Raw material procurement enterprises: Firms sourcing magnetics, EMI filters, or wide-bandgap semiconductors (e.g., SiC MOSFETs) for OBC production must now verify supplier documentation against NBR 16903-2:2026’s harmonic current limits and transient immunity thresholds. Component-level non-compliance can cascade into system-level failures during full OBC validation — increasing rework risk and procurement lead times.
Manufacturing enterprises: OBC producers engaged in design-for-compliance (DfC) must revise layout rules, shielding strategies, and control-loop filtering to meet Class A harmonic emission limits under real-world charging profiles (e.g., high-power AC input at partial load). Notably, IEC 61000-4-12 oscillatory wave immunity (up to 4 kV) demands enhanced PCB grounding and transient voltage suppression — affecting both prototype iteration cycles and production-line test fixtures.
Supply chain service enterprises: Third-party labs, certification consultants, and logistics providers supporting exports must expand capacity for NBR 16903-2:2026-specific test setups — particularly for harmonics measurement under asymmetric loading conditions and oscillatory wave injection across multiple ports (AC input, DC output, CAN interface). Delays in lab accreditation or backlog in INMETRO-recognized facilities could bottleneck time-to-market.
Unlike Class B (residential), Class A permits higher harmonic distortion but imposes stricter measurement methodology — including 24-hour continuous monitoring per IEC 61000-4-30. Manufacturers should conduct pre-audit measurements using calibrated Class A-compliant analyzers before engaging accredited labs.
IEC 61000-4-12 testing applies not only to AC input but also to DC output and communication lines. Design reviews should prioritize common-mode choke placement, TVS diode clamping voltage selection, and isolation barrier robustness — especially for CAN FD interfaces operating near high-dV/dt nodes.
Not all INMETRO-recognized labs currently hold scope for the 2026 edition. Exporters should validate lab capability documents (e.g., Cgcre/Cgcre-Brasil accreditation annexes) and request evidence of recent successful audits against this specific standard — avoiding reliance solely on legacy IEC 61000-4-x test history.
Observably, this update is less about technical novelty and more about enforcement maturity: NBR 16903-2:2026 formalizes long-standing IEC-based expectations into binding national law. Analysis shows that Brazil is strategically prioritizing commercial EV infrastructure readiness — where grid interaction stability (harmonics) and roadside EMI resilience (oscillatory waves) are critical for fleet operators. From an industry perspective, the six-month deadline suggests INMETRO anticipates moderate implementation friction; however, the absence of transition allowances for already-certified OBCs implies limited grandfathering. This better fits a pattern of ‘certification hygiene’ rather than sudden technical escalation.

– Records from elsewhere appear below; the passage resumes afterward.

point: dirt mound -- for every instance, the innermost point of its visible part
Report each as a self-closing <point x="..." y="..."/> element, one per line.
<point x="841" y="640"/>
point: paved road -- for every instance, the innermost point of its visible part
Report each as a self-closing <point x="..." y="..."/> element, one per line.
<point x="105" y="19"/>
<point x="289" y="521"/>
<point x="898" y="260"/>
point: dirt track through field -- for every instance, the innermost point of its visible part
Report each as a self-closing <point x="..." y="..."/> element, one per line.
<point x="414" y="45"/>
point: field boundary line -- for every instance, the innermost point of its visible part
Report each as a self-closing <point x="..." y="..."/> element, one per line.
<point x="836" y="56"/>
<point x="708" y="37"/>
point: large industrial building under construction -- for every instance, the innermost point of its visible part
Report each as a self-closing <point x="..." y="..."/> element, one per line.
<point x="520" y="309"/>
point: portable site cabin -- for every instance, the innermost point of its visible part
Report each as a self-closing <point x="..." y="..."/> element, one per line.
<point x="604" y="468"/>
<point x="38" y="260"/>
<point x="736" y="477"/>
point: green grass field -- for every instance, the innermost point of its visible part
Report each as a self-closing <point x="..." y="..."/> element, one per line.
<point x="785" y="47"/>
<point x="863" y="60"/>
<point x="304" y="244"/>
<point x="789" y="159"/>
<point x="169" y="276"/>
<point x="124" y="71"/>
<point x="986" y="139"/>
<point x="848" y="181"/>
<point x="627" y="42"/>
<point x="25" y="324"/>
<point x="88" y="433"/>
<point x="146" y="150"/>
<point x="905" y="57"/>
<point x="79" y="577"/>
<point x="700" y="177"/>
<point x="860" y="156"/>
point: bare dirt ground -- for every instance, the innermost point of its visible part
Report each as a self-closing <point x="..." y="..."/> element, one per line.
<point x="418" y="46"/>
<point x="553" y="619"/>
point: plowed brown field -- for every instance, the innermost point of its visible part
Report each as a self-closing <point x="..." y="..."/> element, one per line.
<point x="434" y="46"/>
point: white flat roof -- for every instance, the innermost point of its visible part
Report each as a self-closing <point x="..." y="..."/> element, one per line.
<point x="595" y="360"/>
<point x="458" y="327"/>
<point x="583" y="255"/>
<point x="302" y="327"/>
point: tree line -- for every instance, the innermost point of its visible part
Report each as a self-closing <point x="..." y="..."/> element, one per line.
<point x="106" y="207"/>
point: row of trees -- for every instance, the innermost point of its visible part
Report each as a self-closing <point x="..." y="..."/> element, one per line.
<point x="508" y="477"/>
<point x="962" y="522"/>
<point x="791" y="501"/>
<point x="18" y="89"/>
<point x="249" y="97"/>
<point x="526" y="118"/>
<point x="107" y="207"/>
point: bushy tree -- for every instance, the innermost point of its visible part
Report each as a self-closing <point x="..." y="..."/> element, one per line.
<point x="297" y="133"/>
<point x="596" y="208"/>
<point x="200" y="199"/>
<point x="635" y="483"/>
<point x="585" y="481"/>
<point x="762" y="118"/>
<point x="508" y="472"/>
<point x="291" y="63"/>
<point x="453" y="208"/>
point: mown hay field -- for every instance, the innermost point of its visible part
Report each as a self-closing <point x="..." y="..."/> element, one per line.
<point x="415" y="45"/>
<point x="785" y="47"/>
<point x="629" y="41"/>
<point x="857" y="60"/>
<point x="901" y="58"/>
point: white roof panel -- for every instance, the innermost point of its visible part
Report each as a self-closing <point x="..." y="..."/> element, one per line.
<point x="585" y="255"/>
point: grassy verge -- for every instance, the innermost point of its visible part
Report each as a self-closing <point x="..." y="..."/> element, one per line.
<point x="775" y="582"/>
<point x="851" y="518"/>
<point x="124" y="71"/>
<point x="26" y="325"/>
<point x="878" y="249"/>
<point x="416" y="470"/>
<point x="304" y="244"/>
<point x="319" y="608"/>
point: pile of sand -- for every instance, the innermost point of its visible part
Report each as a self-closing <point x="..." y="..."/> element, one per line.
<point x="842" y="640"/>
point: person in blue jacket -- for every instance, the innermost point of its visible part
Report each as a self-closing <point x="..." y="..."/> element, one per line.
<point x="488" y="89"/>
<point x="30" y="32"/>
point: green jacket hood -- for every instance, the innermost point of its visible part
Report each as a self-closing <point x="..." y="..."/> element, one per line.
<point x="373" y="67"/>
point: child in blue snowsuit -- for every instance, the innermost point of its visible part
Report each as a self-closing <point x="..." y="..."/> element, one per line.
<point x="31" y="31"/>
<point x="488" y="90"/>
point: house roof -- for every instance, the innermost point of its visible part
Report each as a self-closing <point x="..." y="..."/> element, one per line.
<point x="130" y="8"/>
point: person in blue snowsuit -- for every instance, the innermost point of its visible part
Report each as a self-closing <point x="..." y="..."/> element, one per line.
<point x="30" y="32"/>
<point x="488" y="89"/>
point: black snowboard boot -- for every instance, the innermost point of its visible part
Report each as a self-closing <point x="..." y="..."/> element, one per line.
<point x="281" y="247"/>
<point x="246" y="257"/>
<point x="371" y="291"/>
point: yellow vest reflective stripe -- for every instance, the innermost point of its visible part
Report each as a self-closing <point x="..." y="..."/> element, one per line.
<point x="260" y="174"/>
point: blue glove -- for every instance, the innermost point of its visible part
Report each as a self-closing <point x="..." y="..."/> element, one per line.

This regulation underscores a broader trend: emerging markets are shifting from voluntary alignment to enforceable, product-specific EMC mandates — especially in electrified commercial transport. For exporters, it reinforces that compliance must be embedded early in R&D, not treated as a final gate. A rational reading is that the requirement elevates baseline quality expectations without fundamentally altering technical pathways — provided due diligence begins now.
Official source: INMETRO Portaria No. 188/2026, published May 21, 2026 (available at https://www.inmetro.gov.br/legislacao/portarias).
Supplementary reference: ABNT NBR 16903-2:2026 (Brazilian Technical Standard, published March 2026).
Note: Implementation guidance, lab recognition updates, and possible transitional provisions remain under active review by INMETRO’s Conformity Assessment Division — ongoing monitoring recommended through official bulletins and accredited certification bodies.